同店では、早大の出版サークルの刊行物も多く取り扱っており、発行側と購入側双方の早大生から閉店を惜しむ声が聞かれた。

特に早大の授業やサークルのレビューなどを細かくまとめた「マイルストーン編集会」による情報誌「Milestone Express」は、ベストセラーとして同店で長く販売されてきた。早大4年生の庄司桜子さん(21)は、「閉店は本当に困る。
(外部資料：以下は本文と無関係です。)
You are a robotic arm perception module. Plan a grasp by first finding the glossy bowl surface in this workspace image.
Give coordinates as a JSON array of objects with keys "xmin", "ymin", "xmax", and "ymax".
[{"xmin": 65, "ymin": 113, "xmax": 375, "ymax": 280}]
大学周辺で新書や雑誌が買える所がなくなるので、今後はどこで買おうか…」と困惑した様子だった。

また、合格体験記などを掲載した早大受験生向けの情報誌「早稲田魂」を発行する「ザ・ワセダ・ガーディアン(早稲田大学英字新聞会)」所属の早大4年生、秋吉穣さん(23)は、「閉店はサークルの出版活動に影響するだけに、困っている」と心境を吐露。1年間で発行する約1500部のうち、約200~300部を同書店で販売していただけに「一番の販売拠点がなくなるのは本当にショックだ」と頭を抱える。今後は同店で販売していた分を、JR山手線の高田馬場駅周辺の書店での販売に切り替えてもらえるよう交渉を進めるという。

ただ、早稲田周辺よりにぎわいのある高田馬場であっても、近年は老舗の芳林堂書店が破産し、書店チェーンのブックファーストの店舗が閉店に追い込まれるなど書店を取り巻く環境は厳しい。好転の兆しが見えない中、学生の出版活動の継続に向けては不安が拭えない日々が続きそうだ。